17 maja to również dzień bez własnych przysłów, więc postanowiłam podarować mu takie: „Gdy maj ciepły i zielony, to jesienią dobre plony”. Na dodatek poszperałam w sieci za informacjami o jednym z dzisiejszych patronów. Wybrałam św. Paschalisa Baylon, żyjącego w XV w. hiszpańskiego franciszkanina.
Jego imię jest pochodzenia grecko-łacińskiego i oznacza po prostu „wielkanocny”. W Polsce odnotowano je po raz pierwszy w początkach wieku XIV, a w formie żeńskiej – Paskwalina – w połowie XVII w.
Św. Paschalis Baylon był pasterzem owiec, który w wieku 24 lat został franciszkaninem. Musiał wyglądać bardzo licho, skoro zakonnicy bali się go wpuścić do klasztoru.

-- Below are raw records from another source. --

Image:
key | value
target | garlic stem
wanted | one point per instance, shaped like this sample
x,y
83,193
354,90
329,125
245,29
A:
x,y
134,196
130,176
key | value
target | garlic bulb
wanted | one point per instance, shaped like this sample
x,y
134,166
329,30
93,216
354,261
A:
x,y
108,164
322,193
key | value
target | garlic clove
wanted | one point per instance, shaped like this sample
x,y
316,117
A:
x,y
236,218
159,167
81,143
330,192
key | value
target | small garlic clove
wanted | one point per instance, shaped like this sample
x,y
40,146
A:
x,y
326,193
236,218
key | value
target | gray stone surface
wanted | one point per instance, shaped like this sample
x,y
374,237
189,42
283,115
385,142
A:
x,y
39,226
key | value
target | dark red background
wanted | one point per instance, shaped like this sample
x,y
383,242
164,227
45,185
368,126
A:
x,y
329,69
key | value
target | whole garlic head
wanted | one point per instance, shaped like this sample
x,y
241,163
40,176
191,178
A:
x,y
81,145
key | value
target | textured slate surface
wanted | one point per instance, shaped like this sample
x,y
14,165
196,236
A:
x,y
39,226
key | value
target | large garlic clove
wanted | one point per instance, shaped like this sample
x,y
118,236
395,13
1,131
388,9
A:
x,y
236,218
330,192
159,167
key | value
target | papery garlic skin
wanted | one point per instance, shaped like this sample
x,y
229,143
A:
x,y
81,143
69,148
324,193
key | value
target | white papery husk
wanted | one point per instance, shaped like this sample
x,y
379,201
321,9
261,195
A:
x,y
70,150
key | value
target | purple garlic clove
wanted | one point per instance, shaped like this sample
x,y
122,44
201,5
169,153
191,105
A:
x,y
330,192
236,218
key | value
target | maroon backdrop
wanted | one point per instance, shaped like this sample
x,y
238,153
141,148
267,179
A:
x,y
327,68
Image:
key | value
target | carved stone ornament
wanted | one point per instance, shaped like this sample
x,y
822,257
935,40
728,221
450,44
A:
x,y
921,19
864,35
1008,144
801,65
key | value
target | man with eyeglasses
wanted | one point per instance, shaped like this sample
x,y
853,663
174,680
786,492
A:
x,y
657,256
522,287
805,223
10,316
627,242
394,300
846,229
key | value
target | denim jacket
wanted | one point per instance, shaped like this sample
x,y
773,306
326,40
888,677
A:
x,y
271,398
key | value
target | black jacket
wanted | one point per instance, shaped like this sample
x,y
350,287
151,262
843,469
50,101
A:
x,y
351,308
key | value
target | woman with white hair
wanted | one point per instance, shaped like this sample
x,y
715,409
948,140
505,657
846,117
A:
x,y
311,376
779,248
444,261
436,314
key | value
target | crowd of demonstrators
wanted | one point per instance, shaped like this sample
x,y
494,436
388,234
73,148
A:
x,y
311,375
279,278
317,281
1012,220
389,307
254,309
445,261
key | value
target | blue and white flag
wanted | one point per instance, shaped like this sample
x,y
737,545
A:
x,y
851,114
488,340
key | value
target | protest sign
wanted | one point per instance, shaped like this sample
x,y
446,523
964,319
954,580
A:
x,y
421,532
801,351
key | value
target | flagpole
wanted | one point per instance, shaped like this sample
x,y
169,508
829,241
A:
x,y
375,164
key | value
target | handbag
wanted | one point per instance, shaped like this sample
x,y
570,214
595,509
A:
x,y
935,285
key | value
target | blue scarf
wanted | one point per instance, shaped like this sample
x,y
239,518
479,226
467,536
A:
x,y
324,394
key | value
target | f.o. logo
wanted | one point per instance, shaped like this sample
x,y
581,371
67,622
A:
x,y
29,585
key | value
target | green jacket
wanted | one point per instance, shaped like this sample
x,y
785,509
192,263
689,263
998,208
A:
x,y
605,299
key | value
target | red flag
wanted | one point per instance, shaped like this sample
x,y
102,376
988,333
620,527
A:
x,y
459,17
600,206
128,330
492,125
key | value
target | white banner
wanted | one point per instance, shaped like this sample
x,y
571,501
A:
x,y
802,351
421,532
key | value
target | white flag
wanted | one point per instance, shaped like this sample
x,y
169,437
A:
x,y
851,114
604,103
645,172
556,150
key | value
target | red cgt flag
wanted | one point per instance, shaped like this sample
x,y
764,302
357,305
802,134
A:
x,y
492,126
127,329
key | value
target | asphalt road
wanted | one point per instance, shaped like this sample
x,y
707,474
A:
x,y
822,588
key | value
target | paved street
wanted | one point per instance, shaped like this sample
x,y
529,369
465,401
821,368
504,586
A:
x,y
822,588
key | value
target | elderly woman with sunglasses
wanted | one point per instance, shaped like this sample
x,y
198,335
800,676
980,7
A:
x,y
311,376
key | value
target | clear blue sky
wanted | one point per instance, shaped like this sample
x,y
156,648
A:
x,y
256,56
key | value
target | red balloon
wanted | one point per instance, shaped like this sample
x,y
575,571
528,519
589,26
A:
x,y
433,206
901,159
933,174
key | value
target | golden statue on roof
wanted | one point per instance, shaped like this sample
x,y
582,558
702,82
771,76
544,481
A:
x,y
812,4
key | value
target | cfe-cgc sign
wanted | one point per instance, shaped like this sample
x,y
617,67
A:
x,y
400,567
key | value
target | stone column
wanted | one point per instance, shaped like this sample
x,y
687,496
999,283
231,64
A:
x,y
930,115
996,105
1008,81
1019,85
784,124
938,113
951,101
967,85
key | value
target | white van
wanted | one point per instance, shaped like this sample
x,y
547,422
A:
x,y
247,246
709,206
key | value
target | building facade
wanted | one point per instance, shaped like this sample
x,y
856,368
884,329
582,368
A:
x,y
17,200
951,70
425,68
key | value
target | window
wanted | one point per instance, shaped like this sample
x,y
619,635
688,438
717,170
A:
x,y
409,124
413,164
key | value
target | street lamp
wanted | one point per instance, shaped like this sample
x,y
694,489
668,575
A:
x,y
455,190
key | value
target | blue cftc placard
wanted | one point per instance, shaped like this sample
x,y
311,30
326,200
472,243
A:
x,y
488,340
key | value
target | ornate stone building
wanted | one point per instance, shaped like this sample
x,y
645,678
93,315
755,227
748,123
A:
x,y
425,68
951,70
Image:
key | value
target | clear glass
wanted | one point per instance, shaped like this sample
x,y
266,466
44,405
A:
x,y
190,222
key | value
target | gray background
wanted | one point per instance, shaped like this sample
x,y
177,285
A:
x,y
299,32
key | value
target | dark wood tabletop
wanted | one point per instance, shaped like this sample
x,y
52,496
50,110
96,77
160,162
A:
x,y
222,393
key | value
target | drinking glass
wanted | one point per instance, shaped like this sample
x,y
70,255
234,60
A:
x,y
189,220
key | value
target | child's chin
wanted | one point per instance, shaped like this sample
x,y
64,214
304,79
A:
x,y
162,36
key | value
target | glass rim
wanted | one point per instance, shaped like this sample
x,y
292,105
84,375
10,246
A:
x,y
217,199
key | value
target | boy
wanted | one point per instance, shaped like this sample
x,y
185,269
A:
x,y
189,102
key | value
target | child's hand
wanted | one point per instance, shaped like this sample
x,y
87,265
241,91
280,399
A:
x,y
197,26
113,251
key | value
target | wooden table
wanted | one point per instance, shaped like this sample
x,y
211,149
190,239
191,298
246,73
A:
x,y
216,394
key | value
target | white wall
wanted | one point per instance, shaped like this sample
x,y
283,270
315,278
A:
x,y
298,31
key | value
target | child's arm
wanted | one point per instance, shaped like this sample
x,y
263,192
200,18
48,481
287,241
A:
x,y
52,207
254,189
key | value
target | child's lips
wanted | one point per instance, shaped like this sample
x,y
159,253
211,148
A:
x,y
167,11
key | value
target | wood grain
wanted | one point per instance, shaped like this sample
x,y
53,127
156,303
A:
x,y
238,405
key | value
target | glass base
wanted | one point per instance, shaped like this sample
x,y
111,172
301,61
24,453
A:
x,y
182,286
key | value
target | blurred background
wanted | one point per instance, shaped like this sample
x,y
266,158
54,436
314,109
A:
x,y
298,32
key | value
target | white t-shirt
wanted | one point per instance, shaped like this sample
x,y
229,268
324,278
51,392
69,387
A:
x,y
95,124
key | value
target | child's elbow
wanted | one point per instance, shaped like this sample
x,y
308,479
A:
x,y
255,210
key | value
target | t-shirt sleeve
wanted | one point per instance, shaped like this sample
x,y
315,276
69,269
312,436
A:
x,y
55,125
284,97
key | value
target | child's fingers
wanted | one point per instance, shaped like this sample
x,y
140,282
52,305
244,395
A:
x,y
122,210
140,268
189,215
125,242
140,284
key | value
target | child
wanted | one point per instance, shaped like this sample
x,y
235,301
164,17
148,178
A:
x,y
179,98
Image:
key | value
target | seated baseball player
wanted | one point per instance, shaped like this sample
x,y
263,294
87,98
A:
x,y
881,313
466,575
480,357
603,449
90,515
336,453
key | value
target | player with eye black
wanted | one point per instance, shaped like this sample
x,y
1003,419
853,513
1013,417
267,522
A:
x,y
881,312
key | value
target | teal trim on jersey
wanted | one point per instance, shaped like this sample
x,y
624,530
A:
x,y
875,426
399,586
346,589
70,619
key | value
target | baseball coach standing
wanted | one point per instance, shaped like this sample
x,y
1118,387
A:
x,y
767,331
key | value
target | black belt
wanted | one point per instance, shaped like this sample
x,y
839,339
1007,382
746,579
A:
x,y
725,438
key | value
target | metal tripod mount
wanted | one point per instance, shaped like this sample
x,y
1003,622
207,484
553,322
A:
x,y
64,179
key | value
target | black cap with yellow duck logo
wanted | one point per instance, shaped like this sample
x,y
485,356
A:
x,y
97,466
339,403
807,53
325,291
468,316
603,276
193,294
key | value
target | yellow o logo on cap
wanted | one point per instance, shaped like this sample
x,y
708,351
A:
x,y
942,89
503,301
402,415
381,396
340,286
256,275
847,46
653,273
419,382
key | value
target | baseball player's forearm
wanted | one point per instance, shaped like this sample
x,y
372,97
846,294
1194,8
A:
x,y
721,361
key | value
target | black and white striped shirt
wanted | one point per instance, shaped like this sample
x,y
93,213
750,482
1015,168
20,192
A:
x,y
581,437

Wnioskuję, że na klasztornym wikcie powodziło mu się zdecydowanie lepiej (był kucharzem, furtianem i kwestarzem), albo jego ikonograficzne wizerunki zostały wyidealizowane, bowiem modlące się o męża Hiszpanki i Włoszki, prosiły zazwyczaj, aby był on tak dobry i przystojny jak św. Paschalis.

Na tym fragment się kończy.